Profile of Hannah Darabi

IMA, Vol. 31, Spring 2020

For IMA magazine’s “Collector’s Eye” column, I wrote a profile of Hannah Darabi and her collection of Iranian photo-books focusing on the Revolution.


In recent years the increased recognition of the photobook’s role in the development of twentieth century photography has led to a number of “books on books”—anthologies that explore the photobooks of a particular country and era. In 2018, the Iranian artist Hannah Darabi published a book exploring the books produced during the Iranian Revolution* and its immediate aftermath. While Darabi’s book, Enghelab Street, a Revolution through Books: Iran 1979–1983 (Le Bal/Spector Books, 2018), seems on first glance to belong to the growing “book on books” genre, it was conceived in an altogether different way. 

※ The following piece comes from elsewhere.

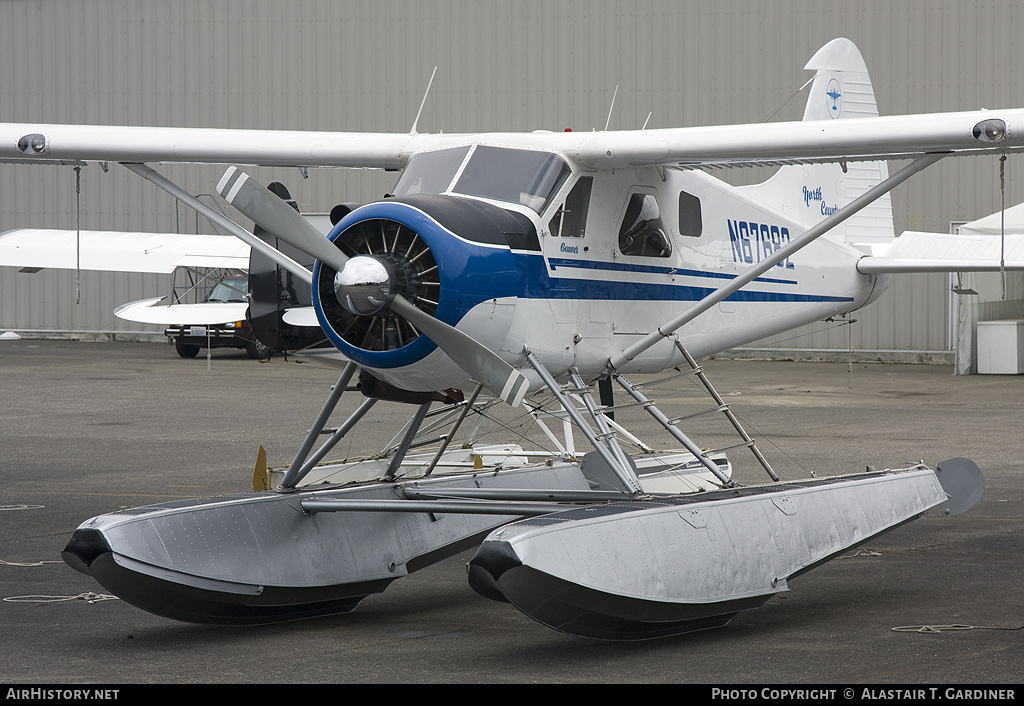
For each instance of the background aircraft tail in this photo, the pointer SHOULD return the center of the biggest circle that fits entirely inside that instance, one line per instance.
(841, 89)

Darabi has been based in Paris since 2007 but was born and raised in Tehran where she studied photography from 2001 to 2005. When we met in her studio and apartment in northwest Paris, she explained, “As an artist I’m very interested in the photobook and the artist book as a medium.” In her artistic practice, Darabi frequently combines her own photographs with other materials including postcards, documents, film stills and images from different publications. This interest in using documents and archival materials is at the root of her collection.

“In 2014–15 I was doing a project on the city of Tehran,” she recalls, “and I used to go to second-hand bookshops to find material.” This is how Darabi found the first photobook that gave her the idea to build a collection of Iranian photobooks from the era of the Iranian Revolution: Shahrokh Hatami’s Allah Akbar documenting the Ayatollah Khomeini’s rise to power. 

Leafing through its pages, it was clear to Darabi that the person who made this book “had a real understanding of the possibilities of the photobook.” She thought to herself, “where there is one, there must be more,” and began to search for other photobooks from the period. “I began with an interest and curiosity for photobooks and the way they were made,” she recalls, “but because this was the era of the Revolution and the Iran–Iraq War, photographers were obsessed by these two subjects.” As a result the books in the collection almost exclusively focus on the Revolution and the ensuing war.

She began to acquire books in her native city of Tehran. “I wanted the books to come specifically from Iran,” she told me, “because they represent traces of the revolution which are still there in Iran.” But her search proved to be difficult. Although she was a student during the relatively open reformist period of the early 2000s, she says “I don’t remember ever seeing an Iranian photobook at that time. So, in my mind, there were none.” There were very limited reference materials or libraries cataloguing these publications and many of the photobooks had disappeared in the many years of war and censorship following the Revolution. Despite large print runs—one book, Days of Blood, Days of Fire (1979), was printed in two editions totalling over 30,000 copies—most of these books are now incredibly hard to find. 

Darabi eventually met Alireza Ferdowsi Zadeh, a young Iranian man who was a follower of Khomeini and who collected books on the Revolution and the Iran–Iraq War and who helped her to discover a number of books.

Her motivation for building this collection was clear: “I had been taught the history of this time in a very fragmented, biased way in school. I would hear different versions of this history from my parents, my friend’s parents and later on in books published in Europe or in the United States. My desire was to develop my understanding of the history of the Iranian Revolution as a child of the post-revolutionary period.” 

As an artist who has a particular interest in the photobook, Darabi saw the collection as raw material for an artistic project. “I wanted to create an artwork which would represent my perspective as an artist of the post-revolutionary era.” The project became the book Enghelab Street—Enghelab (Revolution) Street is located in the center of Tehran and is an important cultural area with many bookshops.

Enghelab Street features around eighty books from Darabi’s collection structured in two parts: 38 photobooks from the Revolution and its aftermath, from independently produced books to government propaganda publications; followed by a selection of “white covers”, illicit publications (from political books to foreign novels) produced by small, independent publishing houses. 

Darabi decided to provide visuals and information on each book but also to integrate them and the imagery they contain into a broader visual context in a final chapter entitled Reconstructions. “For me each book is a moment of the history of the revolution,” she explains, “so I chose one spread from each book from which to tell the history of the revolution. Each of these spreads communicates with another image (postcards, images from films I saw growing up in Teheran…).”

Enghelab Street received both the Arles Historic Photo Book Award and the Paris Photo - Aperture Foundation Photography Catalogue of the Year Award in 2019 and Darabi now considers her artistic project on the collection to be finished. But she continues to search for books to add to her collection which provides a unique perspective on this turning point in her country’s history.


* The Iranian Revolution of 1978–79 was a series of events that led to the government of Mohammad Reza Pahlavi, the last monarch of Iran, being overthrown and replaced with an Islamic republic under the Ayatollah Khomeini in February 1979.